Sie haben mit einem der Drehbuchautoren von "City of God" zusammengearbeitet. Beide Filme haben gewisse Ähnlichkeiten: die unruhige Kamera, der Schnitt und zum Teil der Soundtrack. Gibt es ein neues Genre im brasilianischen Film, das die im schnellen Rhythmus verpackte Gewalt bevorzugt?

José Padilha
José PadilhaBild: AP

Damals herrschte noch die Meinung, dass man nur durch einen distanzierten Blick einen kritischen Film machen könnte. Wichtig war es, den Zuschauer nicht emotional einzubeziehen. Das gilt längst nicht mehr. Fernando Meirelles in "City of God" hat es genau gesehen.

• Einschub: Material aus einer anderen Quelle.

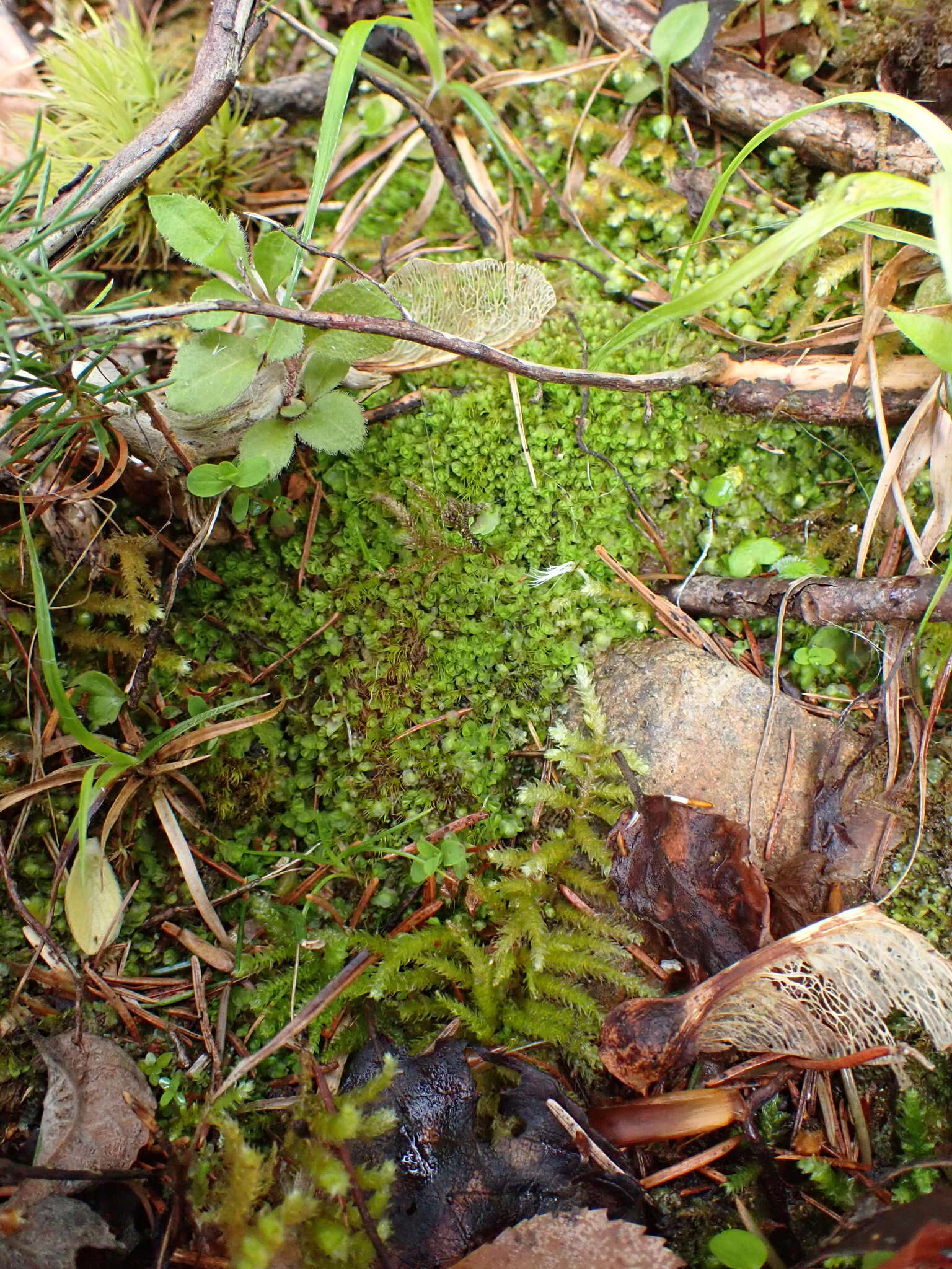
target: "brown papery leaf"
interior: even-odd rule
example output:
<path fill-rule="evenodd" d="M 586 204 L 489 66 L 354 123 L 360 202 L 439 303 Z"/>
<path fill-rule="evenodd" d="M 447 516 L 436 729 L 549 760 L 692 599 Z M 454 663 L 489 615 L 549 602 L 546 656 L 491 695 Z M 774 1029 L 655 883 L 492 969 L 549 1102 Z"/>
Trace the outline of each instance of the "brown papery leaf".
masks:
<path fill-rule="evenodd" d="M 609 1221 L 604 1211 L 533 1216 L 458 1260 L 454 1269 L 680 1269 L 664 1239 L 644 1225 Z"/>
<path fill-rule="evenodd" d="M 696 982 L 769 939 L 770 900 L 743 825 L 655 794 L 608 841 L 622 907 L 668 935 Z"/>
<path fill-rule="evenodd" d="M 23 1225 L 0 1235 L 0 1265 L 3 1269 L 74 1269 L 77 1254 L 90 1247 L 121 1250 L 102 1216 L 79 1199 L 52 1195 L 30 1208 Z"/>
<path fill-rule="evenodd" d="M 123 1094 L 155 1110 L 149 1081 L 118 1044 L 84 1034 L 74 1044 L 63 1032 L 37 1046 L 50 1072 L 34 1164 L 71 1171 L 129 1167 L 149 1131 Z M 86 1181 L 25 1180 L 8 1207 L 23 1211 L 51 1194 L 83 1189 Z"/>
<path fill-rule="evenodd" d="M 644 1091 L 699 1053 L 843 1058 L 892 1047 L 886 1018 L 915 1018 L 952 1046 L 952 964 L 873 904 L 758 948 L 683 996 L 628 1000 L 602 1029 L 602 1061 Z"/>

Ich muss keine langsame Sequenz haben, die den Zuschauer nach Bertold Brecht raus nimmt und ihm sagt: "Jetzt denkst Du darüber nach". Wenn ich den Zuschauer während des gesamten Films emotional einbeziehe, erzeuge ich am Ende eine umso größere Debatte. Ich sage in keinster Art und Weise, man sollte keine langsamen Filme mehr drehen. Es geht mir darum, zu betonen, dass ein Film, der den Zuschauer mit Emotionen einbezieht, die Vernunft nicht ausschließen muss. Im Gegenteil: Die Emotion bringt die Vernunft in den Film rein, viel mehr als durch einen kritischen und distanzierten Blick. Tropa de Elite kann man lieben oder hassen, aber man redet über den Film. Das ist genau was wir wollen.